Lome, 17 November, 2019 / 8:33 pm (ACI Africa).
As the Church in Africa continues to be missionary to itself by having clergy and religious men and women crossing diocesan and national ecclesiastical borders to evangelize following the 1969 encouragement of Pope Saint Paul VI to the people of God in Africa, a missionary serving on the continent has cautioned that the tendency of pastoral agents to enjoy a system of administration that obliges the laity to find them in offices rather than mutual interactions seems to hinder effective evangelization.
During the very first Papal visit to Africa in July 1969, Pope Paul VI acknowledged the initiatives of African-born pastoral agents in the evangelization ministry on the continent and stated, “By now, you Africans are missionaries to yourselves.”

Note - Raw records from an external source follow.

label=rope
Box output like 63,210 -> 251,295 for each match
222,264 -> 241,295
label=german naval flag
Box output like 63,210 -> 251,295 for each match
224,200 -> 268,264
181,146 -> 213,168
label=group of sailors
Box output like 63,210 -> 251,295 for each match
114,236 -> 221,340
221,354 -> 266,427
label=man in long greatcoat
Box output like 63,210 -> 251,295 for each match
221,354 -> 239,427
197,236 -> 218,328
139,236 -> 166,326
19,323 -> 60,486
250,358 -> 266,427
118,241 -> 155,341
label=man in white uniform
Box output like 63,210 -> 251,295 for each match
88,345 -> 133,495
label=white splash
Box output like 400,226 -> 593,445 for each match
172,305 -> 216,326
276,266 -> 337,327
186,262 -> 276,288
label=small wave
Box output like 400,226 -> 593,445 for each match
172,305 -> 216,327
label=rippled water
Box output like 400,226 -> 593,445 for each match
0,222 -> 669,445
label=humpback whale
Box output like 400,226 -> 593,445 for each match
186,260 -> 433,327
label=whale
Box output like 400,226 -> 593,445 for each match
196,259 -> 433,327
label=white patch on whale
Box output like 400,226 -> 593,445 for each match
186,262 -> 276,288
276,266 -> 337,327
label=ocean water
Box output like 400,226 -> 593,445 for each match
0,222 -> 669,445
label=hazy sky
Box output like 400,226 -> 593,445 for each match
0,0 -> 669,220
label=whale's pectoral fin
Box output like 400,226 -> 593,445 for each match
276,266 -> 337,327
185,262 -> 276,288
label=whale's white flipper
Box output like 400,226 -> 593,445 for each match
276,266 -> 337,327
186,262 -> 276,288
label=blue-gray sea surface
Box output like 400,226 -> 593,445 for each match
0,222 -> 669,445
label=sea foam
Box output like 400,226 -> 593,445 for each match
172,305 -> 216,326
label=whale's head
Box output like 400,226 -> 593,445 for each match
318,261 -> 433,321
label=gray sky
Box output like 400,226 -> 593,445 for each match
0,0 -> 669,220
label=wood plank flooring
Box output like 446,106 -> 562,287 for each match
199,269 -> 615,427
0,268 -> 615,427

By being “Missionaries to yourselves”, the Pope explained, “you Africans must now continue, upon this Continent, the building up of the Church” and that “There must now be associated to and following upon the impulse given to the Faith by the missionary action of foreign countries, an impulse arising from the heart of Africa itself.”

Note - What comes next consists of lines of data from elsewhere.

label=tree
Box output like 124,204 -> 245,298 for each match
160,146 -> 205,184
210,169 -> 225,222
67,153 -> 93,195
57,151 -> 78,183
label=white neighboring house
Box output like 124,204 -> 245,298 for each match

Reflecting on the situation of missionary actions in Africa, religious missionary priest, Fr. Donald Zagore cautioned against the tendency on the part of clergy and religious men and women to avoid reaching out to the laity.
“The bureaucratic style that characterizes more and more the pastoral dynamics of many of our Churches in Africa is slowly killing the prophetic and missionary nature of this Church in Africa, since the mission is not done in the offices, but in the encounter with people,” Fr. Zagore reflected.